Error Analysis for Status Update From Sensors With Temporally and Spatially Correlated Observations

This paper studies the status update performance in wireless sensor networks when status, describing the physical reality that is being sensed, is temporally and spatially correlated. The status is modeled as a time-varying Gauss-Markov Random Field (GMRF), whereby the estimation error of status update at the fusion center is analyzed. The transmission latency introduced by wireless networks is modeled as exponentially distributed random variables. We extend the existing queuing analysis results for Age of Information (AoI) with uncorrelated sources to GMRF in the considered scenario.
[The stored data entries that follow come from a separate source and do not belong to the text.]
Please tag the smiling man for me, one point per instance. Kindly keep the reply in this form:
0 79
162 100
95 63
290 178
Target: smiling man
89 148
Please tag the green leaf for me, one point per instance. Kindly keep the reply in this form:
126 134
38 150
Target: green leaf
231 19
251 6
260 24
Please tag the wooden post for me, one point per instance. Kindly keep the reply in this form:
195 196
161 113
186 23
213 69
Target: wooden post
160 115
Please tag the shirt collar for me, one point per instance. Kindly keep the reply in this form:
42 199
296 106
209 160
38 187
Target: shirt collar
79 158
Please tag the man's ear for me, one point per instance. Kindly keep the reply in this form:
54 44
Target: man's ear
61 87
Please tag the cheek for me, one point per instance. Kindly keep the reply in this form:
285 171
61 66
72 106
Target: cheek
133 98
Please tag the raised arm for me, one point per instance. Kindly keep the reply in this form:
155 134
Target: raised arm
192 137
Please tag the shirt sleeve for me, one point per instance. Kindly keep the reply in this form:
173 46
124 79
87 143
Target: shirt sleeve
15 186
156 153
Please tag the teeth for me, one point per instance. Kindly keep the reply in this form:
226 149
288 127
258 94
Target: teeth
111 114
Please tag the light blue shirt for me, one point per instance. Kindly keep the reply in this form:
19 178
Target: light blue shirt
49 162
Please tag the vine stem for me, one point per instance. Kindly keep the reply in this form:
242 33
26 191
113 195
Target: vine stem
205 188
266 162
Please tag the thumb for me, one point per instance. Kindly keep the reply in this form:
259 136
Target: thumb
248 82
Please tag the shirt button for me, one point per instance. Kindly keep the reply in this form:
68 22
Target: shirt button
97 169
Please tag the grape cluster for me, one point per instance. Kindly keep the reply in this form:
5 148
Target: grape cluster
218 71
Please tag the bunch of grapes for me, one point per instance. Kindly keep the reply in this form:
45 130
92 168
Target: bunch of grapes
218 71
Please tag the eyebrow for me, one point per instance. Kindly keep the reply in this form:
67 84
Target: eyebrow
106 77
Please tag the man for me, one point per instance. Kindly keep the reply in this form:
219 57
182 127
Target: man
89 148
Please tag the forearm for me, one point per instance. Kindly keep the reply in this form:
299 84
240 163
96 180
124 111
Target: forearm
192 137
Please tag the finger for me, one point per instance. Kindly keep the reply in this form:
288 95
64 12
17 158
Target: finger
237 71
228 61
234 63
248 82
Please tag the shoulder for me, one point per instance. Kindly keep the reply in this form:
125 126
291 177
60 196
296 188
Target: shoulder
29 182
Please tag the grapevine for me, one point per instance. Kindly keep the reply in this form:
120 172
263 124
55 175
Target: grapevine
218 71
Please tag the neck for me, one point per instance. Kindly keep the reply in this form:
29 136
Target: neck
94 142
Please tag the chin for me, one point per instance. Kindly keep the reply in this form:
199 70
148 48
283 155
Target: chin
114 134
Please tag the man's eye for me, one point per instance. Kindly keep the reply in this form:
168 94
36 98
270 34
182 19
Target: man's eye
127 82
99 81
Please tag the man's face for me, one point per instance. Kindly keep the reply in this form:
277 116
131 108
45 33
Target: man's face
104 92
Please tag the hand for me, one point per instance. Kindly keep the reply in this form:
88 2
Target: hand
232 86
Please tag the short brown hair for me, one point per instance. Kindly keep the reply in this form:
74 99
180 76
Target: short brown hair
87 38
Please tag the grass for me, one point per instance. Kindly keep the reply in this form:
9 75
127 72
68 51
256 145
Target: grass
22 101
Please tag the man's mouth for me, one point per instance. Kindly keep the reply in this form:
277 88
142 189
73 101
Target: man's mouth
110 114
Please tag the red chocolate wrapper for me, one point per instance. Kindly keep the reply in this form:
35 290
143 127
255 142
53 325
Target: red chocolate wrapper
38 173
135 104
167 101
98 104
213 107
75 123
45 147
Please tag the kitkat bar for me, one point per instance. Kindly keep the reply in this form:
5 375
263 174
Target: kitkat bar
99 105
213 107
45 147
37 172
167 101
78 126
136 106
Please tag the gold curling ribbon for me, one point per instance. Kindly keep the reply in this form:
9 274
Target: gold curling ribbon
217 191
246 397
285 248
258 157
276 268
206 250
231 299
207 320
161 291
Closed-form expressions of average remote estimation error are obtained for both one- and two-dimensional GMRFs assuming the exponential time-correlation function, both First-Come First-Served (FCFS) and Last-Come First-Served (LCFS) service disciplines, and a single wireless link. The analytical results are then extended to scenarios wherein multi-packet reception, i.e., multiple concurrent wireless links, is enabled; the difficulty of analyzing obsolete updates in this case is addressed leveraging a reasonable approximation validated by theoretical analysis in the regime where the number of sensors is far more than that of wireless links. Monte-Carlo simulation results are also presented which agree with our theoretical analysis. Based on the results, optimal time and spatial domain sampling rates (e.g., sensor density) can be obtained, providing helpful guidance to wireless sensor deployment.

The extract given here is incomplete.